ふと、若い頃に観た映画「もう頬づえはつかない」(桃井かおり主演)のワンシーンを思い出した。
確か恋人役の奥田瑛二が、桃井かおりの家に泊まった翌朝、無神経に他人の歯ブラシを使用して、非難される場面があった。
そんな事を思い出しながら、夫が誤りに気づくだろうと思い、私の歯ブラシはそのままにした。何故入れ替わったのか、理由を知りたかった。
夫のビトゥイーンは、ブラシの先が反っていたこともあり、廃棄用の歯ブラシ入れに入れた。
私はホテルのアメニティの歯ブラシの封を切って、歯を磨いて寝た。
翌朝のこと、夫に歯ブラシがあべこべだと伝えると、予想もしない展開となった。
意外にも夫は、自分の歯ブラシはずっとグリーンのリーチで、私の歯ブラシはブルーのビトゥイーンだった、と言う。夫は自信満々に言い張った。
夫の強い主張に、私は再び自信が無くなってきた。自分の方が勘違いしているのだろうかという気にさえなって来た。
強く主張され、私は反論する気にもなれず、押し黙った。
でも、と思う。
先月だったか、歯ブラシの柄の汚れに気付いて洗った記憶がかすかにあった。
リーチには柄の中央あたりに縦長の穴が空いているが、ビトゥイーンには穴は無い。
リーチのその穴の汚れに気が付いて、洗った事が確かにあった。間違い無い、やっぱり私はリーチを使っていたと思う。
それに最初に感じた違和感、この感覚は、やはりいつもと違う事に対して感じるものだから、間違い無いと思う。
だとしたら、何故夫はあれほど強固に主張するのだろう…。
私はいわれのない怖さを覚えた。
私の違和感と微かな記憶。これだって確定的な事じゃない。自分の記憶も絶対と言えない。
絶対と言い張る夫も、あの自信がどこから来るのか逆に怖い。
どちらが真実なのか。それがハッキリしない事が、怖い。
ボケの症状は65歳以上で発症する率が高くなると言う。ボケてきたのじゃないか?自分も夫も。

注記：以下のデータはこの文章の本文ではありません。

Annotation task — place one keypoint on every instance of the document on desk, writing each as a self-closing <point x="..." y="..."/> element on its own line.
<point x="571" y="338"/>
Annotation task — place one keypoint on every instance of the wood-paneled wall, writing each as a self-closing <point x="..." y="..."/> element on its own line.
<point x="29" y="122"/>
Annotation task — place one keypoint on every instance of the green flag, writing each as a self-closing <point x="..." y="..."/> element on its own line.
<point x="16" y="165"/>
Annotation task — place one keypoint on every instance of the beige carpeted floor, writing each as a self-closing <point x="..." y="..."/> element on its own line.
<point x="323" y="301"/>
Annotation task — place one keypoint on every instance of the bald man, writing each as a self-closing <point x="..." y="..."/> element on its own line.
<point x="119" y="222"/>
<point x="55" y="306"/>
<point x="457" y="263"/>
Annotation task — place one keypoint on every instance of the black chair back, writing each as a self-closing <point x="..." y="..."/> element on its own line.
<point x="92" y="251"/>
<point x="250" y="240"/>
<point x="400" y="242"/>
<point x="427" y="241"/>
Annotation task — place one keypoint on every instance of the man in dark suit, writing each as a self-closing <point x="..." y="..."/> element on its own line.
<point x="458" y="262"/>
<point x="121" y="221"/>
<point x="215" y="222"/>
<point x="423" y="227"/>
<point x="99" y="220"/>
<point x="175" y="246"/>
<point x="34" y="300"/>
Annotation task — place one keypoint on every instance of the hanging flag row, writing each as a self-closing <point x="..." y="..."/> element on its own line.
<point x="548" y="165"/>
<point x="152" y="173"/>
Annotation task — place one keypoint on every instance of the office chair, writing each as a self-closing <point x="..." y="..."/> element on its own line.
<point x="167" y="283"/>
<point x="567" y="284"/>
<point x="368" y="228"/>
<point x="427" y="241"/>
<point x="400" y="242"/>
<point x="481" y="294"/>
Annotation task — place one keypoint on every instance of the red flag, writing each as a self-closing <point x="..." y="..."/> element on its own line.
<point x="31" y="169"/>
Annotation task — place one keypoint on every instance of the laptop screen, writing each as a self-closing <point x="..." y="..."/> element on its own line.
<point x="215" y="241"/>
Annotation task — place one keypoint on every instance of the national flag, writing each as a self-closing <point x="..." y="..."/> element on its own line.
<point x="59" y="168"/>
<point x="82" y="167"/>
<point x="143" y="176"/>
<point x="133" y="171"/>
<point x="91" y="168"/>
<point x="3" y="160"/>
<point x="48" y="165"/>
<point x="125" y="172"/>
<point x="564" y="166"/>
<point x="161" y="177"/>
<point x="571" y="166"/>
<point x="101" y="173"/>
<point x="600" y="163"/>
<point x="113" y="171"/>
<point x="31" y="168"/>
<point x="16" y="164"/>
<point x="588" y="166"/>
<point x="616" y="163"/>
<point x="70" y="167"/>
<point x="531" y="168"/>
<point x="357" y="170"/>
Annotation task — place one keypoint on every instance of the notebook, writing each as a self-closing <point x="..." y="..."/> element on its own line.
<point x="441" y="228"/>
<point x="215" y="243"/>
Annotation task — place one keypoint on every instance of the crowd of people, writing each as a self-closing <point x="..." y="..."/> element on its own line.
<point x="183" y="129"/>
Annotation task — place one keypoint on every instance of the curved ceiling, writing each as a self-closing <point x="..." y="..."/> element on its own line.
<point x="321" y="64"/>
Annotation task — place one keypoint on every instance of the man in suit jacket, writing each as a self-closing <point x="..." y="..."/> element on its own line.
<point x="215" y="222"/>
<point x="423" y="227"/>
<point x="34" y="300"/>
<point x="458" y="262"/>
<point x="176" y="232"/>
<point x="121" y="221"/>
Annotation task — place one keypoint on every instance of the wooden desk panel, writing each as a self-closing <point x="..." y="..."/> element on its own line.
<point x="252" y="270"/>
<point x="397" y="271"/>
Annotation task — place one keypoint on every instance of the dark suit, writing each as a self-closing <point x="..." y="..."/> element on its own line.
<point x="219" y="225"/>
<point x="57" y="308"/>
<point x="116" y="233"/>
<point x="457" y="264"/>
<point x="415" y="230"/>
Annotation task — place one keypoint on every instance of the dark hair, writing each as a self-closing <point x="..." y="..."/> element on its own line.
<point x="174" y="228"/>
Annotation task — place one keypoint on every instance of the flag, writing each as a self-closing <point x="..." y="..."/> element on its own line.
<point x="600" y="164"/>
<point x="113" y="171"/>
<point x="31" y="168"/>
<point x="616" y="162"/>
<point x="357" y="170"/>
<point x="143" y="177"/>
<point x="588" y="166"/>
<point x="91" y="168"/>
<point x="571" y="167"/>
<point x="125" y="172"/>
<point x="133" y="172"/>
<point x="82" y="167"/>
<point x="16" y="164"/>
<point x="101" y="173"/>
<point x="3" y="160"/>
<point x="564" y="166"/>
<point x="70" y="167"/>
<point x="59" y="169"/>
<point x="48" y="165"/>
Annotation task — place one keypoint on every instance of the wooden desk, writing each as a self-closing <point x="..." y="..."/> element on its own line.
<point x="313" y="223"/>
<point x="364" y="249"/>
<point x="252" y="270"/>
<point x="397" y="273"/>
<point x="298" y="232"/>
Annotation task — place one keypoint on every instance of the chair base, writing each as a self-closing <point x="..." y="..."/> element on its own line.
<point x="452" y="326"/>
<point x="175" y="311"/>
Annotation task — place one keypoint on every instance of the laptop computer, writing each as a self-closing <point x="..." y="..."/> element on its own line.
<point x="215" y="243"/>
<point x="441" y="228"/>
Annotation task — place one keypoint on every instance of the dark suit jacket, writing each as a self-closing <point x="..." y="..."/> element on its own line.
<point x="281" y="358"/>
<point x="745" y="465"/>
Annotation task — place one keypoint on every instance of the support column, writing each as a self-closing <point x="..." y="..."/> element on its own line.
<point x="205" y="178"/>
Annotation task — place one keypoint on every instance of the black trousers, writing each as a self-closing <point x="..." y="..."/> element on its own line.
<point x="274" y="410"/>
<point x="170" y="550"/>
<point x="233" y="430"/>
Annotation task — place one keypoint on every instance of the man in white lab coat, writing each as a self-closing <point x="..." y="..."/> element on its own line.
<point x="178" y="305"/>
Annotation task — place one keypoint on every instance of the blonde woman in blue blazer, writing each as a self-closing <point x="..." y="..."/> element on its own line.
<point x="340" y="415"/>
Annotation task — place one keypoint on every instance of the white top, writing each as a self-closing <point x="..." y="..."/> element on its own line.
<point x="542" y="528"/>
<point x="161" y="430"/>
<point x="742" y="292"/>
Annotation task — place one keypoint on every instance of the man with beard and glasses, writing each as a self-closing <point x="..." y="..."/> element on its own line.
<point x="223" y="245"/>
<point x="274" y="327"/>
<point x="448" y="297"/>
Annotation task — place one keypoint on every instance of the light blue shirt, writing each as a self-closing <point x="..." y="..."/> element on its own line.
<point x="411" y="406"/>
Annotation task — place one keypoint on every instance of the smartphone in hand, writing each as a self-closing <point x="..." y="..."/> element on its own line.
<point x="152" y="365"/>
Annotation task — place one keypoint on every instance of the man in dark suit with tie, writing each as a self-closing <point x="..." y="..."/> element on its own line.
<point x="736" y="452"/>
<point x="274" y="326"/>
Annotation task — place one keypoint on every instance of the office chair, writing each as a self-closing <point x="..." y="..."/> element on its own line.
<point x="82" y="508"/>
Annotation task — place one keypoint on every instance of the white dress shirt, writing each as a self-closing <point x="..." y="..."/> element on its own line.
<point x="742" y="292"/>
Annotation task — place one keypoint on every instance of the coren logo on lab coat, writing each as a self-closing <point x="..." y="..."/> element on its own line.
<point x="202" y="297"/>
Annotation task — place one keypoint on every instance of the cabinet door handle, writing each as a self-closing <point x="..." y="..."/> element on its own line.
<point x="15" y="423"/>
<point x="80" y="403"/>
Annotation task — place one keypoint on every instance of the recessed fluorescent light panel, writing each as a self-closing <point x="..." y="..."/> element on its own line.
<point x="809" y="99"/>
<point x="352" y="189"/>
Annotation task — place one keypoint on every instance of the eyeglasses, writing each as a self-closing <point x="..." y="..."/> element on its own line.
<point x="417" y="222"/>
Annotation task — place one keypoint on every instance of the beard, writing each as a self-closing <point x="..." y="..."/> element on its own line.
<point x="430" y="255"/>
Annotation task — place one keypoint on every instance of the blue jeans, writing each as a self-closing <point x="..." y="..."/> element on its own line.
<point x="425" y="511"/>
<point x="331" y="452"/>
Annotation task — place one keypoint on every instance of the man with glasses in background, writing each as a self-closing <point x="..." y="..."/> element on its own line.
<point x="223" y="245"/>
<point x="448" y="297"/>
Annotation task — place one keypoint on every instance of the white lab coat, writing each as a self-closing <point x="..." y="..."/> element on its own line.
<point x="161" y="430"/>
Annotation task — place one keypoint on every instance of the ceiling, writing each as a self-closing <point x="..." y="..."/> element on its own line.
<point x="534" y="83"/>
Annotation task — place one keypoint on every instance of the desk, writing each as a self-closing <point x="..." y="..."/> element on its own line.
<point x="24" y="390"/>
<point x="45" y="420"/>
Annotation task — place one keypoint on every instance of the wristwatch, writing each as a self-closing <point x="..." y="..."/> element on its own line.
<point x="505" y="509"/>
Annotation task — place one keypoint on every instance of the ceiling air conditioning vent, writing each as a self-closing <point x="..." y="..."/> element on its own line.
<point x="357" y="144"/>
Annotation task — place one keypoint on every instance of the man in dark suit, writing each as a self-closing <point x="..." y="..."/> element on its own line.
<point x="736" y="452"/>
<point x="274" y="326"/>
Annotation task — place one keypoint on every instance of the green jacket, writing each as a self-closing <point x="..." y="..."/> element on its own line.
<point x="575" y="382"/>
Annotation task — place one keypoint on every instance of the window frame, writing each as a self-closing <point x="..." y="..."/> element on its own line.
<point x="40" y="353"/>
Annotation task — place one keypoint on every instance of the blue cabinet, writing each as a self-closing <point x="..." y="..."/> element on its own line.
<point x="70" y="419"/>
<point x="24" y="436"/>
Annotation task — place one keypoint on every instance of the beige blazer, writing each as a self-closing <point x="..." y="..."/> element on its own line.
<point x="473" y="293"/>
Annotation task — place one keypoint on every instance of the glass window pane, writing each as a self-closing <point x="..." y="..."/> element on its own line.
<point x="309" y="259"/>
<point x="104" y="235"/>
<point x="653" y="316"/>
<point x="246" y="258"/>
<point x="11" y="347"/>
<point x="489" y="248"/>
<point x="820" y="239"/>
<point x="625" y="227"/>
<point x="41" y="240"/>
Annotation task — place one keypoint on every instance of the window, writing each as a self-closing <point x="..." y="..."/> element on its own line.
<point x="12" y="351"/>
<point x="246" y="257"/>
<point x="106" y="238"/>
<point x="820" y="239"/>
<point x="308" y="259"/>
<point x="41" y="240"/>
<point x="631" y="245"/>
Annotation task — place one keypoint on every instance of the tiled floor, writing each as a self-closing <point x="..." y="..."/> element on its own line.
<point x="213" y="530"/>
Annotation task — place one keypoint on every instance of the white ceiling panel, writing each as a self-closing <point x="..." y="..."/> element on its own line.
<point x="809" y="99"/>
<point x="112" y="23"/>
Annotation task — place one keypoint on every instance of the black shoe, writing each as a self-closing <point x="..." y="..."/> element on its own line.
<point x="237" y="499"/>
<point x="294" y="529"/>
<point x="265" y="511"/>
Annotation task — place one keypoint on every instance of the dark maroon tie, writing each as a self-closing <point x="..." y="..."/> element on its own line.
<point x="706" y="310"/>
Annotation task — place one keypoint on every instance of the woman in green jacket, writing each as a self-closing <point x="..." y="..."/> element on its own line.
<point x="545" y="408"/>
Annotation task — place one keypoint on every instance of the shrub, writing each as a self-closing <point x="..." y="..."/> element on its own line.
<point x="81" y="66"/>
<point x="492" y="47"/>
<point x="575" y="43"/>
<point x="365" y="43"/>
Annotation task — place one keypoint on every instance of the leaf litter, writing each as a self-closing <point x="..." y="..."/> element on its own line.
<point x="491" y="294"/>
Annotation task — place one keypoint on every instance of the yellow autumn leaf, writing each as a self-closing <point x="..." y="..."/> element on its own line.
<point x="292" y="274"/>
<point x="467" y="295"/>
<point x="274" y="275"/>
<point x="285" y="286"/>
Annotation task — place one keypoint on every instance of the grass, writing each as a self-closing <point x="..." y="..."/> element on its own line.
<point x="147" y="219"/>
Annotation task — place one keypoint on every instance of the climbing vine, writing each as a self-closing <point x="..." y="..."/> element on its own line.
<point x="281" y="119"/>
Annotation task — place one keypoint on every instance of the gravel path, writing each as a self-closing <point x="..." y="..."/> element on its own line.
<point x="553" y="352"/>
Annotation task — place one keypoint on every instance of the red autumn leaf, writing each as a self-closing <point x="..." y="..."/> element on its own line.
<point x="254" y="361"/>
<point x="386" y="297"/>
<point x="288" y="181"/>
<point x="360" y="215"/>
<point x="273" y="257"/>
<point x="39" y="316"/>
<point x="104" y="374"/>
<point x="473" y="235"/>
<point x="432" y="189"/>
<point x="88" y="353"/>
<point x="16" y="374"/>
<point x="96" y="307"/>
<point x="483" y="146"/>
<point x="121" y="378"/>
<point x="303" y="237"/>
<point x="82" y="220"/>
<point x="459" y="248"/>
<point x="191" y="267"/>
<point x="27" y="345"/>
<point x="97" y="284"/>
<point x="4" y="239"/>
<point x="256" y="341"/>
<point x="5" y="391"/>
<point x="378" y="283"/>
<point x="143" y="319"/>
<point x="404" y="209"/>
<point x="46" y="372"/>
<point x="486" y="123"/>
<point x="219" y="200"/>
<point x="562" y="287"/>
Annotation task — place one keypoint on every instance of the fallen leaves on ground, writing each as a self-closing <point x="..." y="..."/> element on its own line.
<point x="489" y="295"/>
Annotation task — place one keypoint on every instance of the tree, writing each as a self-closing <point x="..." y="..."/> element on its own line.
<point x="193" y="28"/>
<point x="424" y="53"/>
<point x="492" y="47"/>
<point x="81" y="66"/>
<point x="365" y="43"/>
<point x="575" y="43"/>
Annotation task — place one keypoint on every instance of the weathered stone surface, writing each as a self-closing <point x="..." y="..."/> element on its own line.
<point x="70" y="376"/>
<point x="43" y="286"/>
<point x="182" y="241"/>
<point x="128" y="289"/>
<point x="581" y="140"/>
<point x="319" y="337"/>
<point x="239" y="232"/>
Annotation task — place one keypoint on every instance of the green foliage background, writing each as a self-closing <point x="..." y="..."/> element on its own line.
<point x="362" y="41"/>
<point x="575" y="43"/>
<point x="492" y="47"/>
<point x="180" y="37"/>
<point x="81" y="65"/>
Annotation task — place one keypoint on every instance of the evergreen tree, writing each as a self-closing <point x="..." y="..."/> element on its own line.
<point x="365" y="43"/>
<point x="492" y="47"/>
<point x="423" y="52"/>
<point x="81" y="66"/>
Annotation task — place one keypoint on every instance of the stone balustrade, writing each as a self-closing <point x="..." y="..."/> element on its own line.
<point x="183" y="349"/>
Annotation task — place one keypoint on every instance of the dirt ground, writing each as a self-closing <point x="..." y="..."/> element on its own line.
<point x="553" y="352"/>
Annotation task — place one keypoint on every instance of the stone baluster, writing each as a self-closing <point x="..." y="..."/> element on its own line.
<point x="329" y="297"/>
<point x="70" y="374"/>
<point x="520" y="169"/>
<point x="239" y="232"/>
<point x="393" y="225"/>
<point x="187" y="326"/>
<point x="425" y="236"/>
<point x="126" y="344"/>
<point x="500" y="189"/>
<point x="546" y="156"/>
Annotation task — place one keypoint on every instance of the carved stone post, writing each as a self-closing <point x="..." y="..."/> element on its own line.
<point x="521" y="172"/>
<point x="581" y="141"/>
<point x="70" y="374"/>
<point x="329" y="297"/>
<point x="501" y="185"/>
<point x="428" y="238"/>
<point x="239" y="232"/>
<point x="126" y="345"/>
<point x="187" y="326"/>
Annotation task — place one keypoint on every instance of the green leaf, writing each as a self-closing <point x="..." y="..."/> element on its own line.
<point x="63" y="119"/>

職業を持たず、社会参加もしていない老人の毎日は単調だ。
最近洗面台に立つたびに、「あれ?さっき顔を洗ったんじゃなかったっけ?」なんて、毎度頭に浮かんでは、「いやいや、昨日の記憶だ」と否定する私だ。
今回の問題をより複雑にしたのは、多分歯ブラシの色にもあると思う。
最初から私が赤とかピンクの歯ブラシを使っていれば、ハッキリと分かる出来事だった。なまじ、「男が青、女が赤」といった区別が、時代にそぐわないという社会の風潮に乗って、何色でもいいやということから生じて、混乱を引き起こした。
私は、今後同じ問題が決して起きないように、早速自分用の赤い歯ブラシを買ってきた。
時代の風潮に老人は乗っちゃ駄目なのだと思った。老人はよりシンプルに生活した方が良いのだ。混乱しないように、男は青、女は赤というように。
しかし一体どこで歯ブラシが入れ替わったのか。謎は深まるばかり。夫はそのままグリーンのリーチを使っている。多分私が使ってたやつなのに…。
不安と恐怖を覚えた出来事だった。まだこれからもハラハラ、ドキドキは続くのだろう。老人の日常はまるでサスペンスだ。